On October 2, 2003, plaintiff filed a Supplemental and Second Amended Petition in which she sought a declaratory judgment in addition to the relief sought in her prior petitions. On October 6, 2003, defendants filed Exceptions of No Cause of Action, No Right of Action for Concursus, Improper Use of Concursus, and Improper Venue, and a Motion for Sanctions against plaintiff, and they filed a supplemental memorandum on December 10, 2003. Plaintiff filed an opposition to defendants’ exceptions, asserting that some of defendants’ exceptions were waived by their appearance at the September 16, 2003 hearing seeking sanctions against plaintiff. On January 30, 2004, plaintiff filed a “Motion and Order for Concursus, Alternative Declaratory Relief.” On February 3, 2004, defendant Martinez filed exceptions seeking the same relief as that requested in Fernandez and Seemann’s exceptions, including sanctions.

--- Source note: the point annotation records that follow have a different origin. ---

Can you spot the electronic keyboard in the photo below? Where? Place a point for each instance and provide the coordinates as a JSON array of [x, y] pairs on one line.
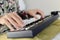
[[33, 26]]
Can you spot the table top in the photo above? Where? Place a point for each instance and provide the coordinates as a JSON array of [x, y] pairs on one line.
[[46, 34]]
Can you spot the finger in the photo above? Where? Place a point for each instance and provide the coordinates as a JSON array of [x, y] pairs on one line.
[[16, 19], [9, 25], [18, 16], [12, 21]]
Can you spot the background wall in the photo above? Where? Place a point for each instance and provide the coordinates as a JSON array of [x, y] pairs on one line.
[[46, 5]]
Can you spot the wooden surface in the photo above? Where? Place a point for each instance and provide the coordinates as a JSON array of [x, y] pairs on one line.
[[46, 34]]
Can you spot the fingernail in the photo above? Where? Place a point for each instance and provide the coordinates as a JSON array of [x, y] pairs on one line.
[[12, 30]]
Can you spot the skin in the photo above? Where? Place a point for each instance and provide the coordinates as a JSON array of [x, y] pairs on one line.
[[10, 19]]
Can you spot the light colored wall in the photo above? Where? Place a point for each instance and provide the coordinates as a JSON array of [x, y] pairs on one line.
[[46, 5]]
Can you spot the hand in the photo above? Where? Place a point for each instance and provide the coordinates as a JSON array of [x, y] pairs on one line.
[[33, 13], [10, 19]]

A hearing was held on March 2, 2004 and the trial court signed a judgment with reasons on April 30, 2004, granting defendants’ Exceptions of No Cause of Action, No Right of Action, and Improper Use of Concursus, denying defendants’ Exception of Vagueness, and denying plaintiffs Motion and Order for Concursus, Alternative Declaratory Relief. In his reasons for judgment, the trial judge stated:

... we do not find that a cause of action or right of action exist [sic]. Since we have made a determination on these exceptions, it is not necessary to determine the question of venue since the nature of the claim bears upon a determination of venue.

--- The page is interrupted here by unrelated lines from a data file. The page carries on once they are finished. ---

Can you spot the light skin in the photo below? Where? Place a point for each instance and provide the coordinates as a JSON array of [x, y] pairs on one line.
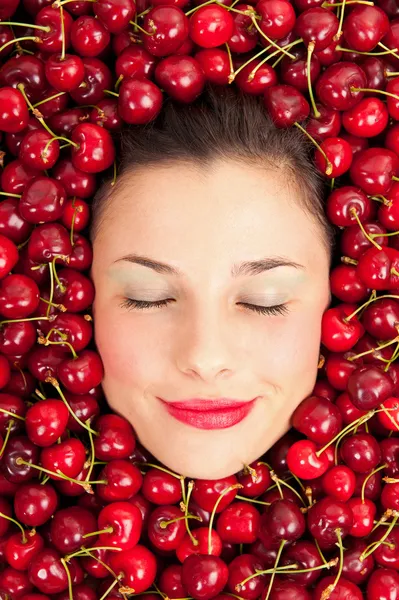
[[205, 343]]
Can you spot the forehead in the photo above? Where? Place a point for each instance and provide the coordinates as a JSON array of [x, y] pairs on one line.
[[227, 205]]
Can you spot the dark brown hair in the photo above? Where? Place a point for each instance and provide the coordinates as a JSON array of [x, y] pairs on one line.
[[222, 123]]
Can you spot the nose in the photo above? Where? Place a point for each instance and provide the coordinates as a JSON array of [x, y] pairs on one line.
[[205, 347]]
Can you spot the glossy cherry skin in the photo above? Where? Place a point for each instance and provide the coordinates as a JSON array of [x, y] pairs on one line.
[[137, 565], [95, 150], [373, 169], [334, 85], [14, 115], [286, 105], [364, 27], [211, 26], [64, 74], [181, 77], [367, 119], [115, 14], [34, 503], [140, 101], [277, 18], [168, 26], [317, 25]]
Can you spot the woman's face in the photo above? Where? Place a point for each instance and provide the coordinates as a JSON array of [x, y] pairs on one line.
[[204, 226]]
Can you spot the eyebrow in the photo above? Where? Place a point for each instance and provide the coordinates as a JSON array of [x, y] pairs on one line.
[[251, 267]]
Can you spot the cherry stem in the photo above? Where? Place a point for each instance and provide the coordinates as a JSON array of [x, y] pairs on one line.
[[390, 50], [24, 540], [279, 48], [13, 415], [190, 487], [106, 530], [372, 547], [10, 195], [35, 39], [136, 25], [111, 92], [9, 427], [356, 89], [253, 500], [229, 489], [372, 299], [55, 383], [47, 342], [329, 167], [368, 477], [58, 473], [347, 430], [311, 46], [164, 524], [353, 212], [164, 469], [48, 100]]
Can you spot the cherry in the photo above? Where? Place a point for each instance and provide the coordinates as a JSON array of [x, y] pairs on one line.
[[167, 28], [124, 480], [75, 182], [166, 529], [318, 419], [318, 26], [286, 105], [382, 584], [367, 119], [20, 549], [343, 588], [14, 115], [303, 461], [373, 169], [47, 573], [201, 538], [240, 568], [282, 520], [306, 556], [277, 18], [181, 77], [79, 375], [97, 78], [35, 503], [206, 492], [115, 14], [337, 332], [68, 457], [137, 567], [204, 576], [140, 101], [210, 26], [364, 27], [46, 421], [89, 36], [64, 73], [27, 70], [325, 517], [334, 86], [15, 176], [245, 36], [369, 386], [115, 438]]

On May 13, 2004, plaintiff filed a Motion and Order for Rehearing and Clarification of the April 30, 2004 judgment, in which she also requested that |sthe trial court [619]*619designate the April 30, 2004 judgment as final for purposes of appeal. A hearing was held on August 5, 2004 at the end of which the parties were granted additional time to file post-hearing memoranda and to obtain a transcript of the March 2, 2004 hearing. On October 6, 2004, the trial court rendered a judgment, denying plaintiffs Motion and Order for Rehearing and Clarification of Judgment based on a finding that the April 80, 2004 judgment was “clear in its findings, intent and orders.” However, noting that the April 30, 2004 judgment did not allow plaintiff time to amend her pleadings, the trial judge granted plaintiff “thirty (30) days after the notice of signing of this judgment by which to amend her petition to state a cause of action herein.” In this judgment, the trial judge also denied plaintiffs request to have the April 30, 2004 judgment certified as a final judgment, setting forth his reasons as follows:

Plaintiff has requested that we designate the judgment signed on April 30, 2004 as a final judgment for purpose of appeal. Since we have now allowed Plaintiff a delay by which to amend her pleadings, we decline to grant such relief. On the other hand, should Plaintiff notify the Court in writing of her desire to not amend as permitted, we will grant her request to so designate the judgment.

On October 18, 2004, plaintiff filed a “Notice of Intent to Apply for Supervisory, Remedial and/or Certiorari Writ of Review, and/or Suspensive Appeal of Judgments dated 4/30/04 and 10/06/04,” which was granted by the trial judge on October 18, 2004. Thereafter, plaintiff filed an appeal with this Court and, on February 16, 2005, defendants filed a Motion to Dismiss Appeal based on the fact that the April 30, 2004 judgment had not been certified as final. A panel of this Court dismissed plaintiffs appeal on February 24, 2005.

On January 14, 2005, defendants, Fernandez, Seemann, and the partnership again filed Exceptions of Improper Venue, Nonconformity of the Petition, and Vagueness, along with a Motion to Strike, and a Motion for Sanctions. These | (¡matters came for hearing on February 22, 2005. At this hearing, defendants told the trial judge that plaintiff had improperly sought an appeal of the April 30, 2004 judgment after the trial judge had specifically denied plaintiffs request to certify the judgment as final for appeal. The trial judge questioned Levert on this claim and the matter was discussed.